Visual search is a routine task used in everyday life and is an important field of research in cognitive psychology. In laboratory settings, it has been shown that search for a target defined by a unique conjunction of two colours is more efficient if one colour surrounds the other (a part-whole search) compared to when no such hierarchical structural relationship exists (a part-part search; Wolfe et al. in Perception & Psychophysics, 55, 537, 1994). A similar result has been shown to hold for size × size conjunction searches (Bilsky & Wolfe in Perception & Psychophysics, 57, 749, 1995). We show that this result also holds for topology × topology conjunction searches (where the stimuli are either hollow or filled), but not for orientation × orientation conjunction searches. We use the simultaneous-sequential paradigm to investigate a possible reason for the inefficiency of part-whole orientation search compared with the efficiency of part-whole searches of other features.

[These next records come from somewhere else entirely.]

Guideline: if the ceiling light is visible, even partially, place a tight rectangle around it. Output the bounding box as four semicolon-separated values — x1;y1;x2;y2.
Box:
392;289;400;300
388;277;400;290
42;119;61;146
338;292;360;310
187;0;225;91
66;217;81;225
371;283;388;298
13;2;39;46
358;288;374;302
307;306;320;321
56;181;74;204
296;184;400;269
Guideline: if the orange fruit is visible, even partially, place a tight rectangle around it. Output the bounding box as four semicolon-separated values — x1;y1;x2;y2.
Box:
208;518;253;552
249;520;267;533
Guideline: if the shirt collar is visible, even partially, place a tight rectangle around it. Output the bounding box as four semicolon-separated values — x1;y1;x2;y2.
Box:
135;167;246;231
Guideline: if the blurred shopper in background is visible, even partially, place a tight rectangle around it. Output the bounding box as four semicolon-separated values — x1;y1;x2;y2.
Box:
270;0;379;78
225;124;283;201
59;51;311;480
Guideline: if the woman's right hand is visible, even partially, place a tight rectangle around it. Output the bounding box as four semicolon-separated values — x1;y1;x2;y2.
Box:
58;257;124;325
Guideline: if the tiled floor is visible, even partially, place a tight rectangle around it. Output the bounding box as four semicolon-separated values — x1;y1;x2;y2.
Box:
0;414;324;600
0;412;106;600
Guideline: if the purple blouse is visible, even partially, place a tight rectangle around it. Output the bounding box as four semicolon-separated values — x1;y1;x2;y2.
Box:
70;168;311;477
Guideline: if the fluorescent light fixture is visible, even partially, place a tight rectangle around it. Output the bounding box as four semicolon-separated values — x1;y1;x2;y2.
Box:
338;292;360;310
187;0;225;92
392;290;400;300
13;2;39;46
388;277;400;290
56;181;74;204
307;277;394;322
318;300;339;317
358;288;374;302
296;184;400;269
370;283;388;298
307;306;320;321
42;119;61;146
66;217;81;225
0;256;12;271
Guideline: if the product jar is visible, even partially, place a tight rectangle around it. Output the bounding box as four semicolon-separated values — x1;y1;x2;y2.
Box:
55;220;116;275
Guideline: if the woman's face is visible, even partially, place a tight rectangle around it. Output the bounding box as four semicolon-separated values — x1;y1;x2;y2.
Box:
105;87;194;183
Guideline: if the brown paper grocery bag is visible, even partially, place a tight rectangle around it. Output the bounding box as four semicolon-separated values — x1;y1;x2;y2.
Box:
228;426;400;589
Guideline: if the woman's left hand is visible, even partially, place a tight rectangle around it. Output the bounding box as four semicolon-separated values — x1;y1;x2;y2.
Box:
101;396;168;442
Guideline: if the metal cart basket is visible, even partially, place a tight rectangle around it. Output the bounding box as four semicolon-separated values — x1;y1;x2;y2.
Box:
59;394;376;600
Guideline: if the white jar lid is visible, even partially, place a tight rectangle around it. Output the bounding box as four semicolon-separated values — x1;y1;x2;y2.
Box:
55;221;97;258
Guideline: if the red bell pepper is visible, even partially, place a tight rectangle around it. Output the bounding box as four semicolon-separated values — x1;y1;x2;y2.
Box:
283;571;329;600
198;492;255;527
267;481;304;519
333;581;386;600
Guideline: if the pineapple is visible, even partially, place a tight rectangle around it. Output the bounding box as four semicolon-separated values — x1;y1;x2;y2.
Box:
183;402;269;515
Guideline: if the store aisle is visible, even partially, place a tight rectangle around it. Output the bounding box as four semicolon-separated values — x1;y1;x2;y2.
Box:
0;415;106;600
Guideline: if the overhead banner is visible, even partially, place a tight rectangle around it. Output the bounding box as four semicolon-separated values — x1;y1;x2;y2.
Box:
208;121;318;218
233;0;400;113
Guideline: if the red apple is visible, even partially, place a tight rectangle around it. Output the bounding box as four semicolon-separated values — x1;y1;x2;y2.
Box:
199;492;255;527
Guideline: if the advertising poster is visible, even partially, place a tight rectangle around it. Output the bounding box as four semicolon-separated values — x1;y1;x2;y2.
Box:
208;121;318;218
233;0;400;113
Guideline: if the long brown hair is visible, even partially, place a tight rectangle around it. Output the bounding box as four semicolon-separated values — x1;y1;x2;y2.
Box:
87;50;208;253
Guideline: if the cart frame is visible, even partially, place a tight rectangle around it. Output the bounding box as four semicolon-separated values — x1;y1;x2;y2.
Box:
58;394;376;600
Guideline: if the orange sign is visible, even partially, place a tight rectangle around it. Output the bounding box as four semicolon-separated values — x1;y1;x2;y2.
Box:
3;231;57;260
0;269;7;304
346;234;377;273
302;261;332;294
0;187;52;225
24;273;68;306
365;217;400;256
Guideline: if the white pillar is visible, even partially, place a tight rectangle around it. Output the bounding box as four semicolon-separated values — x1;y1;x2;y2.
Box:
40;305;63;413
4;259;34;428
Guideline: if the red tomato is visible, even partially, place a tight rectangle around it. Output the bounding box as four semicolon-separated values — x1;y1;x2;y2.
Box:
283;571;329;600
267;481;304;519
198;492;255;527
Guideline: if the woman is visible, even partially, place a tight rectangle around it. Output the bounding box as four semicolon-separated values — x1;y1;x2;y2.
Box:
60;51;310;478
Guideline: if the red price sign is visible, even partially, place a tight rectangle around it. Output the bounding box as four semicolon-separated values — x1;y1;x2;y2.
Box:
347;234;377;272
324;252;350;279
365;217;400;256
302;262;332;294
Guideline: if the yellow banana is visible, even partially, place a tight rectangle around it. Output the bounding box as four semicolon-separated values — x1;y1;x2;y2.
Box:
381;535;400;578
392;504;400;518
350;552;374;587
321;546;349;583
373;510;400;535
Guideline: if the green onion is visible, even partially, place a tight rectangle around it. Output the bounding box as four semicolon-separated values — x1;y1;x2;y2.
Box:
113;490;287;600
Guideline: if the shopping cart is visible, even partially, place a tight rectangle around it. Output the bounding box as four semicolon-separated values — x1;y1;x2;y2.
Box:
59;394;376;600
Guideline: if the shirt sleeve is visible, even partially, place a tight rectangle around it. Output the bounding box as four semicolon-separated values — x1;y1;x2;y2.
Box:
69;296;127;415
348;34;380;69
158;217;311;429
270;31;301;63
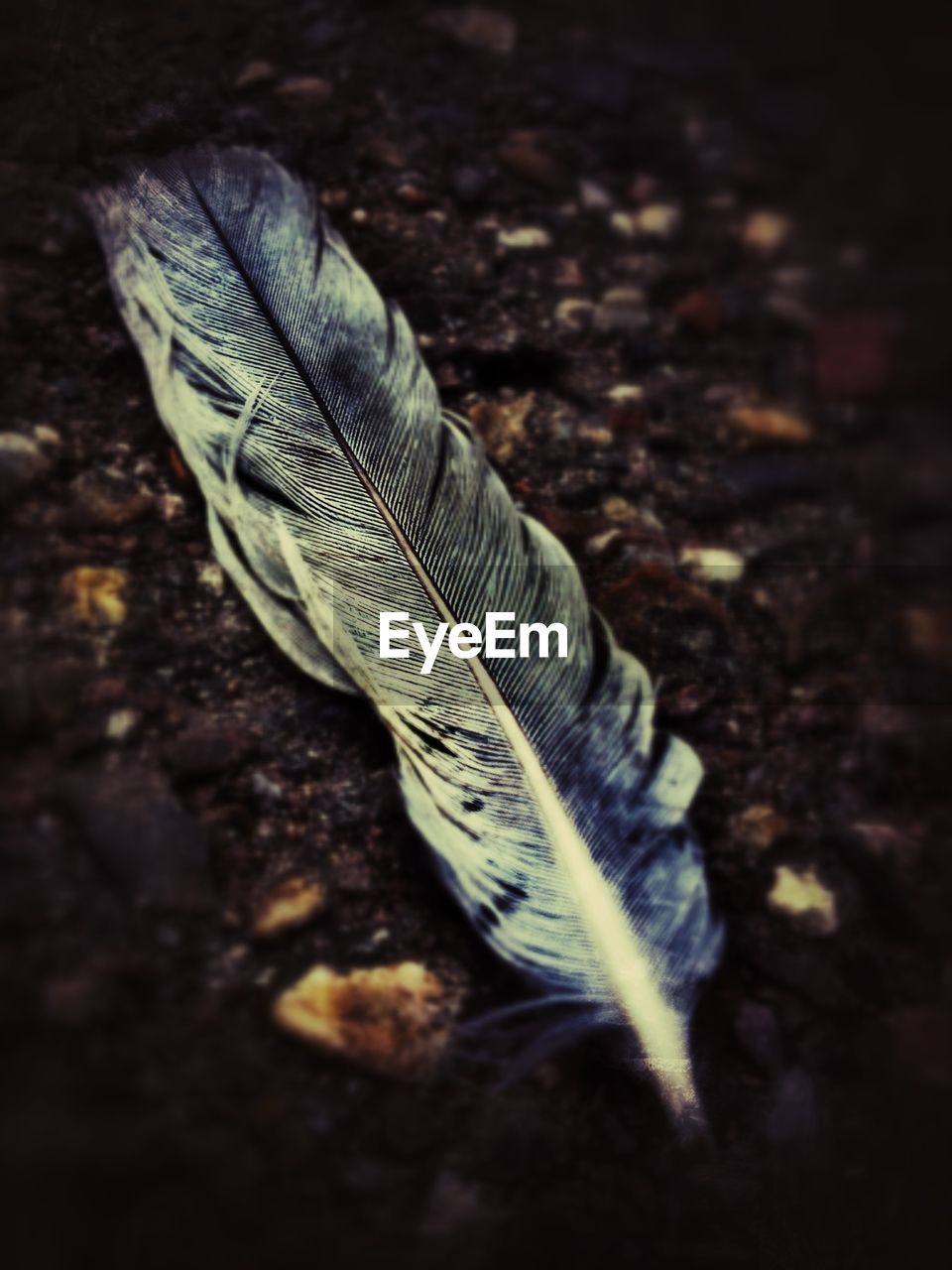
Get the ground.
[0,0,952,1267]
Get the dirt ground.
[0,0,952,1270]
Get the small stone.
[680,548,745,583]
[727,407,813,445]
[554,299,595,335]
[274,961,461,1080]
[105,710,141,740]
[608,212,639,237]
[606,384,645,405]
[674,291,724,339]
[60,566,130,627]
[467,393,536,463]
[274,75,334,107]
[638,203,681,239]
[195,560,225,595]
[235,58,278,92]
[498,132,566,190]
[579,179,615,212]
[742,210,792,255]
[496,225,552,251]
[767,865,839,936]
[731,803,789,854]
[251,772,285,803]
[251,877,327,940]
[0,432,50,502]
[552,255,585,287]
[424,4,518,58]
[591,287,650,335]
[765,1067,819,1142]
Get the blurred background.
[0,0,952,1270]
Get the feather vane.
[91,150,721,1120]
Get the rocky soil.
[0,0,952,1270]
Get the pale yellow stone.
[554,300,595,331]
[638,203,680,237]
[767,865,839,935]
[731,803,789,853]
[274,961,461,1080]
[727,405,813,445]
[680,548,744,583]
[60,566,128,626]
[196,560,225,595]
[743,210,792,255]
[496,225,552,251]
[606,384,645,405]
[467,393,536,463]
[253,877,327,939]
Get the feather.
[90,150,721,1121]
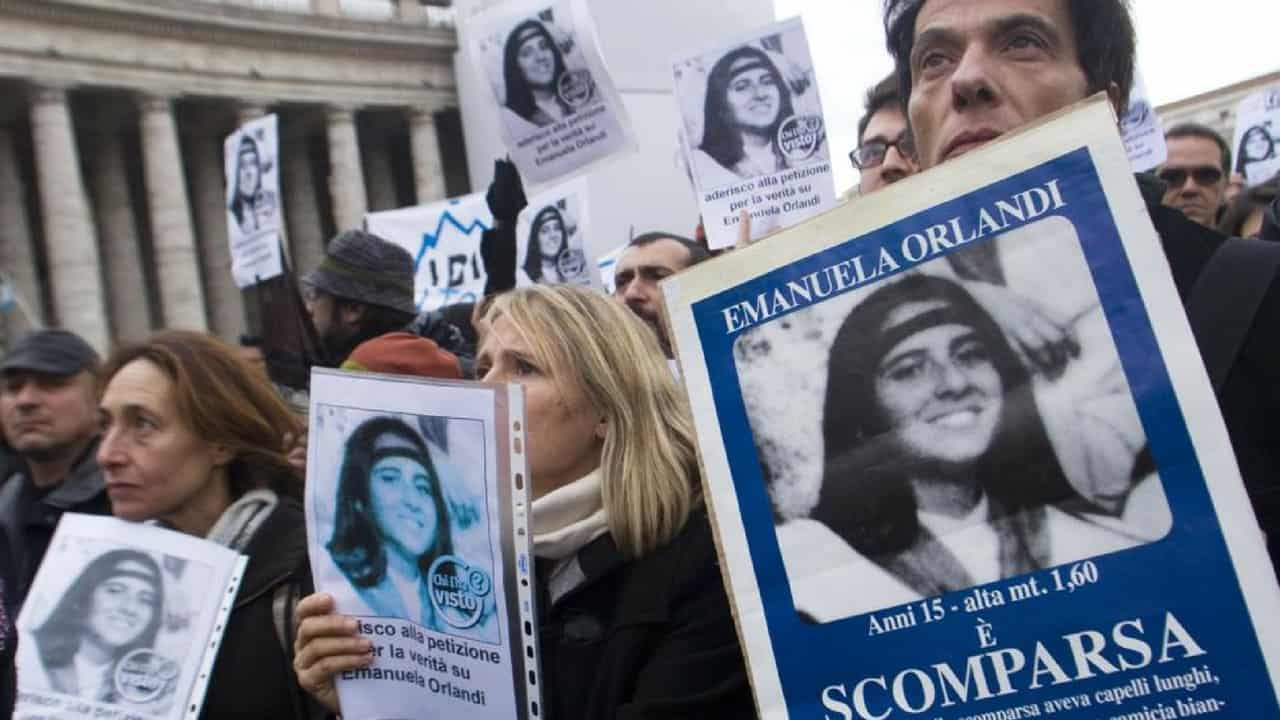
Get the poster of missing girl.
[466,0,636,183]
[1231,86,1280,187]
[673,18,836,250]
[306,370,540,720]
[14,512,246,720]
[365,192,493,313]
[663,95,1280,720]
[223,115,284,287]
[516,177,591,287]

We argue that two different attribute values from the same dimension can be processed independently, without interfering with each other for colour, size, and topology, but not for orientation. Because it is obviously more efficient to process a conjunction stimulus when both components of the conjunction can be processed without mutual interference, it follows that colour × colour, size × size, and topological × topology part-whole conjunction searches are likely to be more efficient than orientation × orientation part-whole conjunction searches.